Врач вытащил термометр из-под мышки Страуда. Температуры не было. Подозрительно. Страуд раскрыл рот, высунул язык. Горло чистое. Более чем подозрительно. Врач посадил Страуда на стул и велел закинуть ногу на ногу. Колено не дрожало. Комбинация из трех этих компонентов предполагала единственный диагноз: крупозное воспаление легких. По всей вероятности, от пережитого волнения. Исходя из его известности, врач назначил ему пенициллин. Будь на его месте другой узник, врач назначил бы что-нибудь другое. По больничному уставу, некоторые лекарства, в том числе и пенициллин, запрещено было прописывать узникам, лежавшим в изоляторе. Другой пункт того же устава гласил, что приговоренных к пожизненному заключению в случае заболевания следует помещать только в изолятор.
— Рассуди сам, разве я виноват, что не могу прописать тебе пенициллин? И тем не менее пенициллин. Это во-первых. Во-вторых, свежий воздух, минимум шесть часов в день. В-третьих, усиленное питание. Побольше меду, отвар шиповника. Все пройдет. Если даже диагноз ошибочен, все равно все пройдет. Я сделал тебе столько добра, — сказал врач, — а ведь ты знаешь, долг платежом красен. Я слышал, ты написал книгу о нашей тюрьме. Всех, говорят, ославил... — Доктор покраснел, по-глупому засмеялся и посмотрел на свои стоптанные новомодные ботинки. — Я тебя очень прошу... впиши туда мое имя... напиши, что тюремный доктор в высшей степени злой и жестокий человек... преступник... безжалостный и бездушный... Поноси меня, как только можешь... Выдумывай что хочешь. Я не обижусь, клянусь, не обижусь. Напротив, буду тебе очень благодарен...
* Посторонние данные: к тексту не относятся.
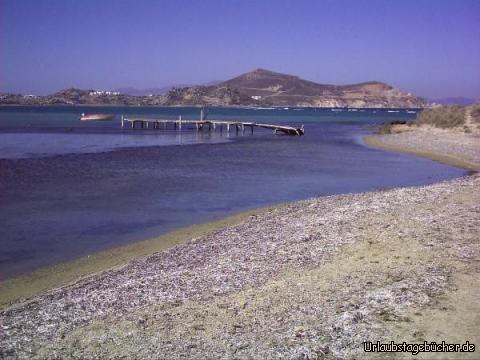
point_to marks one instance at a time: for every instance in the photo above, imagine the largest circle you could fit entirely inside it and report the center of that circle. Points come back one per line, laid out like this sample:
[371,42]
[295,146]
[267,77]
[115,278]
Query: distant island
[256,88]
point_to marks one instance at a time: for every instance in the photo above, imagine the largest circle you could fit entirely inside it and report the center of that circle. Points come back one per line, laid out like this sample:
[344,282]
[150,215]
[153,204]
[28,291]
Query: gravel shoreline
[312,279]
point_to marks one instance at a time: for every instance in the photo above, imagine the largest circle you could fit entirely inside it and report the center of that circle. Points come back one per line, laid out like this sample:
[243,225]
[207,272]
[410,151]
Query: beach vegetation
[442,117]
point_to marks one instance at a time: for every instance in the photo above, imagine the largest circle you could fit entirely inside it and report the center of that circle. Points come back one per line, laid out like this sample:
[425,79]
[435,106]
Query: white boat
[96,117]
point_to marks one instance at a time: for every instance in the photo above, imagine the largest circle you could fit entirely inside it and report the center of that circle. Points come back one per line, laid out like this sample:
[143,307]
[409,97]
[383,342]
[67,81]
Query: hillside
[279,89]
[256,88]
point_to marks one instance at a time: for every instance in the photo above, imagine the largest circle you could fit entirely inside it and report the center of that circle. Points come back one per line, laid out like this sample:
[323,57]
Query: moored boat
[96,117]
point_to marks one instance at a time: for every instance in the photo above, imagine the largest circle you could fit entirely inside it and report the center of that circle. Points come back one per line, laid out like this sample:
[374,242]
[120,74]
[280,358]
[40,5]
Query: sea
[70,188]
И он ушел, уверенный, что наконец-то возьмет реванш, отомстит за все унижения, за низкое жалованье, за дюжину детей, появившихся на свет в результате неосторожности, за трудную карьеру от фельдшера до врача, за невежество жены и ее красноречие, за свои стоптанные ботинки. Но в дверях он столкнулся с надзирателем, покорно уступил ему дорогу и уверенность эта в минуту улетучилась. И когда он оказался по ту сторону двери, он встал обалдело, округлил губы и неизвестно почему дунул — «фу».
— Где ж это ты так простыл? — спросил надзиратель.— Наверное, тогда, на приеме. Свежий воздух тебе противопоказан. Представь, мне тоже. Если подумать, я свободный человек, не так ли? Но я целыми днями просиживаю в этих стенах и дышу одним с тобой воздухом. Когда я все же изредка выбираюсь домой, на улице меня обязательно прохватывает. Знаешь, о чем я недавно подумал? До меня вдруг дошло, что в конце концов я тоже пожизненно заключенный. Хорошая штука логика, Страуд.
Надзиратель очень напомнил Страуду одного его давнишнего знакомого, которого теперь уже не было в живых. Страуд убил его. Сейчас это был голый и сухой факт, который вот уж много лет не вызывал, не будил в нем никаких эмоций и размышлений. Страуд частенько пересчитывал в уме своих знакомых. С самого начала и до сегодняшнего дня, до сегодняшних его пятидесяти лет. Число знакомых едва достигало пятидесяти. За всю свою жизнь он узнал неполных пятьдесят человек. У надзирателя и у его давнишнего знакомого, того самого, которого давно нет в живых, была особая страсть к логическим умозаключениям. Чтобы восполнить недостаток образования. Комплекс неполноценности, усмехнулся про себя Страуд, вспомнив старый эпизод из своей биографии. Потом он ужасно загрустил, подумав, что мало того что у него такой ограниченный список знакомых — к тому ж еще двое так похожи друг на друга.